愛犬

 雨の中、フュリー曹長に拾われ、ホークアイ中尉に引き取られた子犬はとても賢く育っていた。
「すごいんですよ、ハボック少尉。ブラックハヤテ号なんですけど、もうお手もお座りも一通りできるし、『待て』も完璧なんです!」
 小柄な体から元気パワーをまき散らしながら、嬉しそうに目を輝かせて言うフュリーにハボックは「はいはい」と適当な相づちを返した。
 子犬、ブラックハヤテ号の飼い主が一人暮らしのうえ、職務上多忙を極めて残業も多いとなれば、東方司令部への出勤に伴われてくることが日常的なものと化して早数ヶ月が経っている。
 その間、動物好きのフュリーは飽きもせず、ヒマそうな人間を見つけては子犬の成長ぶりを語って回っているというわけだった。
「まだ小さいのに大好きなおやつを目の前にしてもじっと待っていられるなんて本当にスゴイです!じいっとおやつを見つめている目を見ると『ああ、我慢してるんだなー』って感じがしてかわいくて…」
「わかった、わかった」
 このままではいつまでたっても終わらないだろう状況に、ハボックは辟易しながら手を振った。せっかくの休憩時間だというのに、ゆっくり煙草も味わえないというのはどういうことかと思う。
「何度も言うけどな、あの中尉が育ててるんだぞ。そりゃ、ブラックハヤテ号が賢いってのもあるだろうが、子犬の躾くらいわけないだろうが」
「えっ…と、でも、中尉は子犬を育てるのは初めてなんだそうですよ」
 そうおっしゃってました、と言うフュリーをハボックはまじまじと見返した。
「…そうなのか?ためらいもなく引き取ったから、オレはてっきり…」
 てっきり犬を飼ったことがあるんだと思っていたのだが。
 そんな疑問にフュリーも力強く頷き、同意を示した。
「そうなんですよね。
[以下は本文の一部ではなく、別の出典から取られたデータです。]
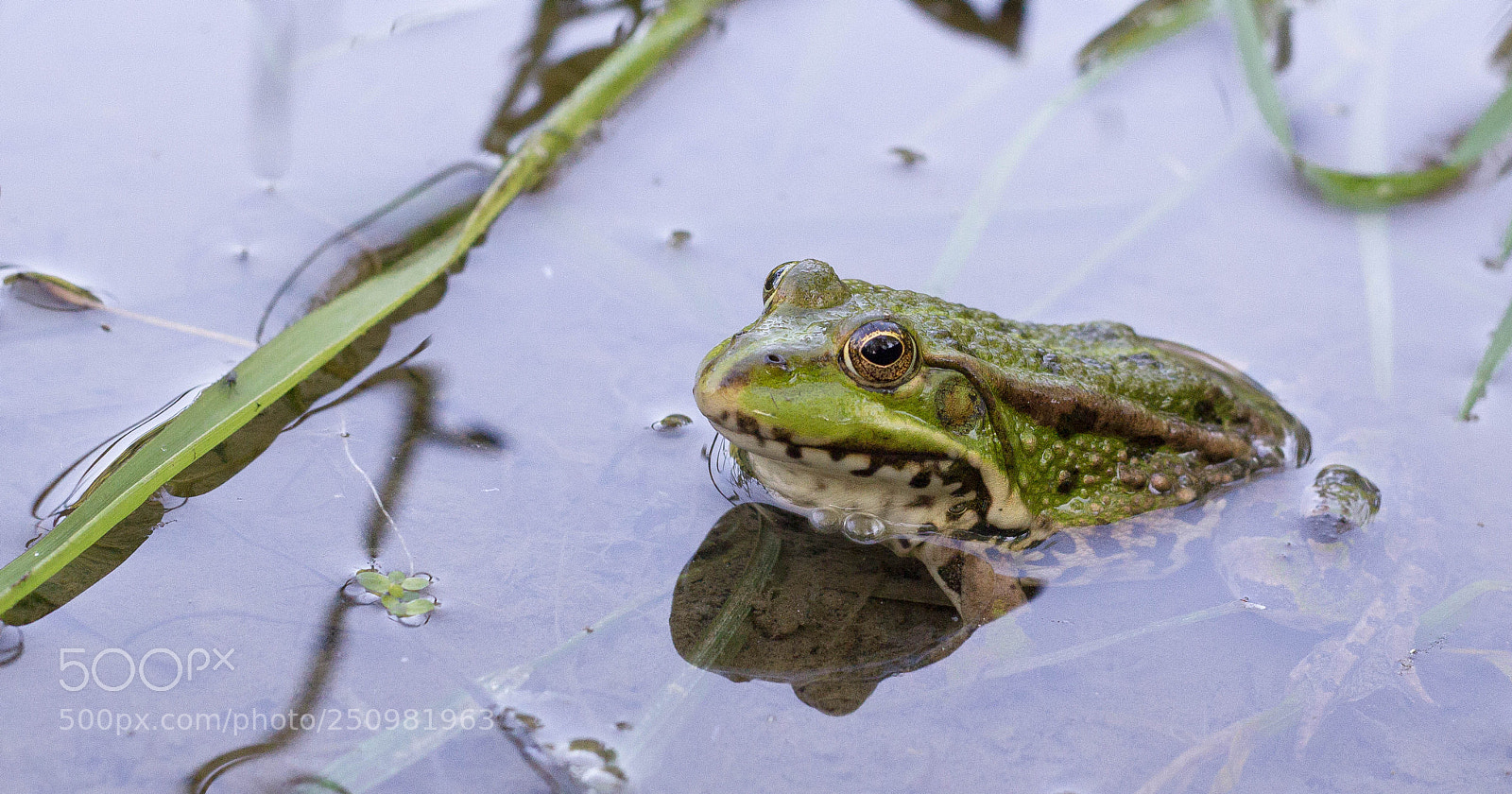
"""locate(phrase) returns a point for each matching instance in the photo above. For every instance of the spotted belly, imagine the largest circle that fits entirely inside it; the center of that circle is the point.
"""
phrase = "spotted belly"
(952, 495)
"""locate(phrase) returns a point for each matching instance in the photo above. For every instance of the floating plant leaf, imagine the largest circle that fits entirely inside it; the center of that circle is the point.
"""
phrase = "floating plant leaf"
(50, 292)
(372, 581)
(302, 348)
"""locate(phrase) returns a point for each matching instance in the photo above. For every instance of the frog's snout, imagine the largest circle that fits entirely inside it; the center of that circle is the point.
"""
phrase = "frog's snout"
(730, 371)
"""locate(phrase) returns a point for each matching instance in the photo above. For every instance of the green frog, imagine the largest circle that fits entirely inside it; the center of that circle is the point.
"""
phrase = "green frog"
(912, 412)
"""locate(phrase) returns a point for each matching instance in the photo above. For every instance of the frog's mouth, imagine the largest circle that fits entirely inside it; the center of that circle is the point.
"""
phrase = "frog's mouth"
(945, 492)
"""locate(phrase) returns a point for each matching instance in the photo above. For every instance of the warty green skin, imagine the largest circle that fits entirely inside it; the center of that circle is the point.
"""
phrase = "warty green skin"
(1007, 430)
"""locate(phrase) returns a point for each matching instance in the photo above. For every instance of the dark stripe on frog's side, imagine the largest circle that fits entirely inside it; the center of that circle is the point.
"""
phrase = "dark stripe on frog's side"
(1057, 405)
(970, 488)
(1098, 377)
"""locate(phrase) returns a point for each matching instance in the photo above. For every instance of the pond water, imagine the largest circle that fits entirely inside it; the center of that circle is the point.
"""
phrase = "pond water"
(180, 161)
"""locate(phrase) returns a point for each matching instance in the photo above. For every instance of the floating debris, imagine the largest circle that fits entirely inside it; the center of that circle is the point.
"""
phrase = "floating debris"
(907, 156)
(670, 423)
(398, 592)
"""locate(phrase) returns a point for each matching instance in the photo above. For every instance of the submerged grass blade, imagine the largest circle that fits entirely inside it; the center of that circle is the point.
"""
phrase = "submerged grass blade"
(1145, 26)
(1497, 350)
(1367, 193)
(306, 345)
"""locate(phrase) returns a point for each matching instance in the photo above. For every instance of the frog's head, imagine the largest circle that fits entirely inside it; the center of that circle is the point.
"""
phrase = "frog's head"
(831, 400)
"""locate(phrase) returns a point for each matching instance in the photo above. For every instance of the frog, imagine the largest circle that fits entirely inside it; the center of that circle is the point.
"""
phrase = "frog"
(949, 421)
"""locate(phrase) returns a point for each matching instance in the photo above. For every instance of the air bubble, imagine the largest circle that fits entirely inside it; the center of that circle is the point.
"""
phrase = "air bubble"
(864, 528)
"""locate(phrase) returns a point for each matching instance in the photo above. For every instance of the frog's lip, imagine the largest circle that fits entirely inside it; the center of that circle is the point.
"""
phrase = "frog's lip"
(753, 436)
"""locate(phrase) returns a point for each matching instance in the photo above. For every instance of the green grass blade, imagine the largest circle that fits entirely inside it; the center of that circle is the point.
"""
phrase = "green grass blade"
(1367, 193)
(1380, 191)
(1497, 350)
(1145, 26)
(1486, 132)
(1257, 72)
(219, 410)
(304, 347)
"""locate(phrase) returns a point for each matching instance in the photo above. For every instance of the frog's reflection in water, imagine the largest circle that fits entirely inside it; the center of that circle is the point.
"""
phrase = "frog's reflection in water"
(768, 597)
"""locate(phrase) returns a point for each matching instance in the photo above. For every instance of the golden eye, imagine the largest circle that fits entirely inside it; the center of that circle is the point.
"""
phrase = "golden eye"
(881, 354)
(773, 279)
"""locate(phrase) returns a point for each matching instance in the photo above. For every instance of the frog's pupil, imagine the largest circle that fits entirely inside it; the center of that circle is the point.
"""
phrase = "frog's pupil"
(882, 350)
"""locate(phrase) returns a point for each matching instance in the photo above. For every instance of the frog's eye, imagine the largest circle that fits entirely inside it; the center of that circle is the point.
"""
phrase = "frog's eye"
(881, 354)
(773, 279)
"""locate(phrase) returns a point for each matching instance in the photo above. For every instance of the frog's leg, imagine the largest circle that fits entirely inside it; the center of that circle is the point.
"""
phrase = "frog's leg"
(979, 594)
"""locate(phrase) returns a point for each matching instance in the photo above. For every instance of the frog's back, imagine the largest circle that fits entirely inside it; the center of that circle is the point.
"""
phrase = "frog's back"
(1103, 359)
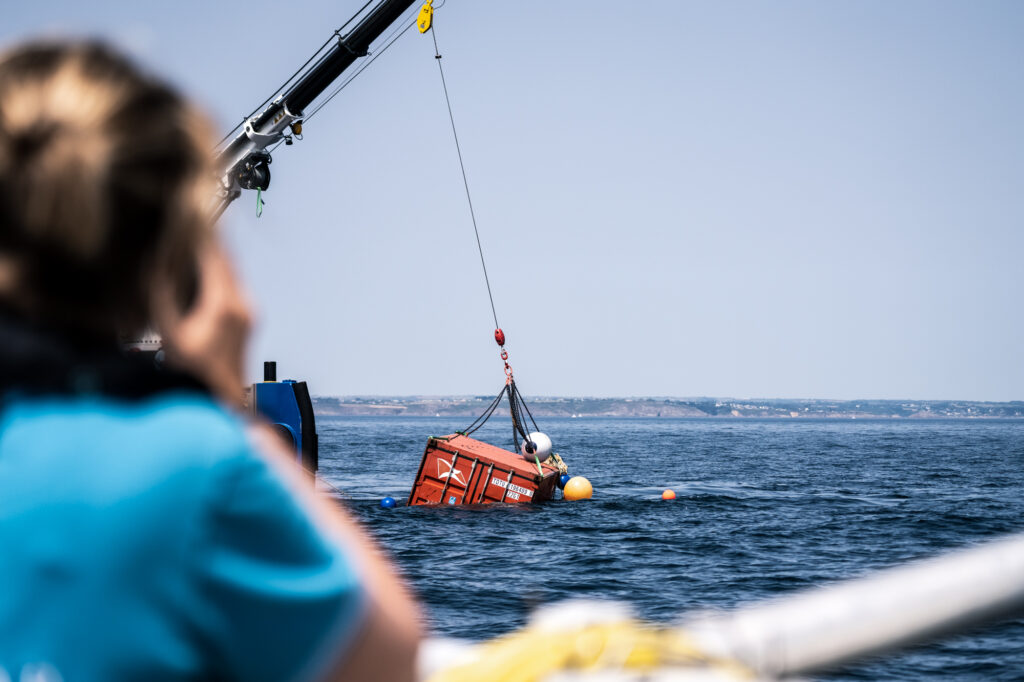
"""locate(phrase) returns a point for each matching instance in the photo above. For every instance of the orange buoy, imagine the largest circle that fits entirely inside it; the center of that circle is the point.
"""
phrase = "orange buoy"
(578, 488)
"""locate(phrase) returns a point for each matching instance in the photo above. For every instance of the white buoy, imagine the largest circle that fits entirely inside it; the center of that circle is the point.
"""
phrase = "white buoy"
(542, 446)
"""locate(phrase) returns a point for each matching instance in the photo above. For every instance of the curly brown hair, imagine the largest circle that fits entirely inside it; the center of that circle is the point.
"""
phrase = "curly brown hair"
(104, 182)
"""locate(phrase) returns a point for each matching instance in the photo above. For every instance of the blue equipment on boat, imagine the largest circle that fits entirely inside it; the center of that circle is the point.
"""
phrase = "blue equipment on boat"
(288, 407)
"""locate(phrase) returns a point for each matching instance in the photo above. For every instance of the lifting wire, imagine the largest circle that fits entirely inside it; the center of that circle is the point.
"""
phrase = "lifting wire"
(465, 181)
(516, 405)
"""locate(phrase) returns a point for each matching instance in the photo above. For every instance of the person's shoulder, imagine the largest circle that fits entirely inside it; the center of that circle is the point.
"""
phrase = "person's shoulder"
(180, 429)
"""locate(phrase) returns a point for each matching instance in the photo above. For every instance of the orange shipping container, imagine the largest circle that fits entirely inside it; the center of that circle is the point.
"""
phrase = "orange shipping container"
(460, 470)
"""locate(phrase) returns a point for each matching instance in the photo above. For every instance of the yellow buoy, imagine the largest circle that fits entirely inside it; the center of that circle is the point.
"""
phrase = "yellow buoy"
(578, 487)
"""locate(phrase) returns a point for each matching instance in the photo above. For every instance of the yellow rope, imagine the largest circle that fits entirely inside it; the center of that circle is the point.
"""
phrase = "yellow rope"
(531, 654)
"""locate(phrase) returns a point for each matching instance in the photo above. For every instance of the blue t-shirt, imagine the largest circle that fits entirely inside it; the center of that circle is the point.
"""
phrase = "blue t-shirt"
(147, 541)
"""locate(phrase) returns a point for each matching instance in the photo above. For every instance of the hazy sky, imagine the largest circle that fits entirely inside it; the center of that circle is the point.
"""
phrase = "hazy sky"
(734, 199)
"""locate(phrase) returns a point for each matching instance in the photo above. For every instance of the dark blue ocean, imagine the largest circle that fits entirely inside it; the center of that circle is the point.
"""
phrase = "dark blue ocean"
(764, 507)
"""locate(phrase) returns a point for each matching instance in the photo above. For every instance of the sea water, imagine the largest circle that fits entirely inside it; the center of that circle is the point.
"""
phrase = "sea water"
(764, 508)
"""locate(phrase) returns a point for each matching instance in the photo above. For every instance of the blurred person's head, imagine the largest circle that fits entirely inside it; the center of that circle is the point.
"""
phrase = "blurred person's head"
(104, 179)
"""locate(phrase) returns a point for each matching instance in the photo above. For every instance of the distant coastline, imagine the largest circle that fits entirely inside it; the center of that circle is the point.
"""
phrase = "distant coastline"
(699, 408)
なんでも犬を飼ったことはあるそうで、ご両親がその犬の躾けをされていたところは見いていたそうです」
「へえ…」
「でも、ブラックハヤテ号に接する中尉の感じってそれだけとは思えないんですよね。なんだか慣れてるっていうか、自然っていうか…」
 すごいですよね、と素直に感心しているフュリーには思わず苦笑。
「それはもちろん、慣れてるから、だろうさ」
「…え?慣れてるって…でも、中尉は犬の他には何も飼ったことないそうですよ」
「そうじゃねえさ」
「?」
 なら、どういう意味だろうと戸惑う同僚を尻目にハボックは笑いをこぼした。
 自分のようにひねくれた思考を持たないコイツでは、考え到らないことなのかもしれないと気づき、さらに可笑しく思う。
『躾なんてのは言うなれば、鞭と飴を上手く使い分けるってことだもんな』
 それはごく日常的に目の前で繰り広げられる光景に合致する。
「あら、ハボック少尉。なにかいいことでもあったの?」
 ちょうどやってきたホークアイ中尉に穏やかに問いかけられ、「別にたいしたことじゃないんで」とハボックは笑いをおさめながら返した。
 その目にある物が映り込む。
「中尉、その箱は?」
 それは中身が何であるか容易に想像できる見慣れた白い箱。
 中尉は手に持っていたそれを持ち上げ、ちょっと苦笑しながら一つの店名を答えた。
「今日のお茶菓子よ。楽しみにしていてちょうだい」
「それって大佐の好きな店のヤツっすね」
「いい加減、仕事がたまってきてるから。…まあでも、もしかしたら誰かに二人分食べてもらうハメになるかもしれないわね」
 やれやれというように肩をすくめて笑う彼女は凄腕の狙撃手であり、やり手の副官であり、そして…優れた調教師。
 …だと思うのは間違いじゃないだろうと、そばで何かに納得したようにぽんと手を打つフュリーを見ながら、ハボックは思った。

END






12のお題のひとつ「愛犬」

大佐=犬、というの、よく見かけます。
で、どーしようかと思ったのですが、やっぱり「愛犬」といえばコレしかないかと(笑
ありがちで本当に申し訳ない(^^;
結果的には「愛犬」というより別っぽいですが、まあ、いいよね。